As @evgeni and @ekohl suggested, I rewrote the code to collect and store the results of the CVE scans from trivy/grype and instead of using facts they would now be stored as a ConfigReport.
Summary:
Run a REX job to scan a specific direcory on a target host, the full / directory or a docker image with trivy / grype and collect affected CVEs. Previously the REX job wrote rhsm facts which were then be uploaded by sub-man.
Instead of writing facts, the idea is now to store them as ConfigReport. For this, I have created a plugin which have the ReportScanner and also would ship the REX job. (not yet available)
One major section is still missing - how to upload the ConfigReport to foreman. I would prefer a solution directory on foreman and not using a smart-proxy-plugin or directly on the host - especially because of certs / credentials to upload the report.
I wouldn’t go to Foreman directly, but always through a Smart Proxy. That’s what OpenSCAP does. It uses client certificates to authenticate. Here is how those endpoints are authenticated:
And the Smart Proxy already allows only certificates signed by a certain CA.
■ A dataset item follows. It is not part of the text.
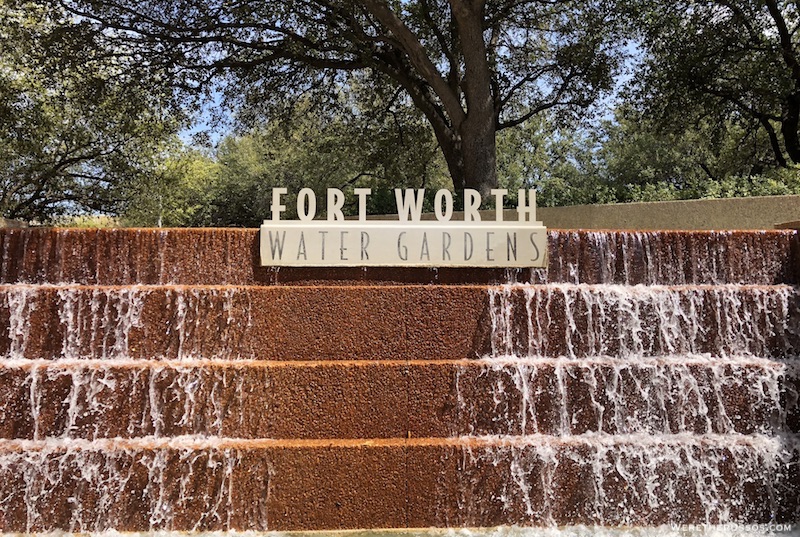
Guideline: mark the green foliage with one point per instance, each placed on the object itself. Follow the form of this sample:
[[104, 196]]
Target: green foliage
[[233, 186], [71, 136], [722, 63]]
We have a similar pattern in the foreman_leapp plugin[1], where the plugin kicks off a job which writes json to stdout and then we parse the stdout once the job finishes. It is a bit of a hack, but it seems to work reasonably well.
There’s also a PR[2] which was done as part of a bachelor’s thesis and which would be a more systematic solution, but is not 100% complete yet. This is most likely more in line with what you had in mind.
I am also recommending always the Smart Proxy instead of Foreman directly as it will allow the usage of such a plugin in a dedicated, high security zone where not every host can reach the central Foreman server.
Well, if you run the REX job, and the output is processed, no smart-proxy at all is necessary. and it will work on high-secure environments, too as the process is done directly on foreman after the REX job was executed - maybe executed on a high-secure smart-proxy but the output can still be parsed on foreman itself.
If we would have a smart proxy for “just” this use-case, one more plugin; one more installer addition; …
Therefore, it would be really cool to have a feature in REX which can automatically process the output of a REX job. The REX job can be scheduled, too and executed on all smart-proxies. So, a lot of new use-cases would be possible.
For now, I think I will try the solution from @aruzicka - thanks a lot.
In high secure environments Foreman can’t reach hosts behind a Smart Proxy. It’s a core design philosophy behind Foreman.
I think what @aruzicka said is an interesting case. Parsing the output of processes.
Makes me wonder: can we enhance REX to retrieve a file at the end. This would be similar (but still quite different) to how GitHub Actions handles it: Workflow commands for GitHub Actions - GitHub Docs The short version is that GitHub Actions provides GITHUB_ENV as a path. When you want to set a variable, you append to that file.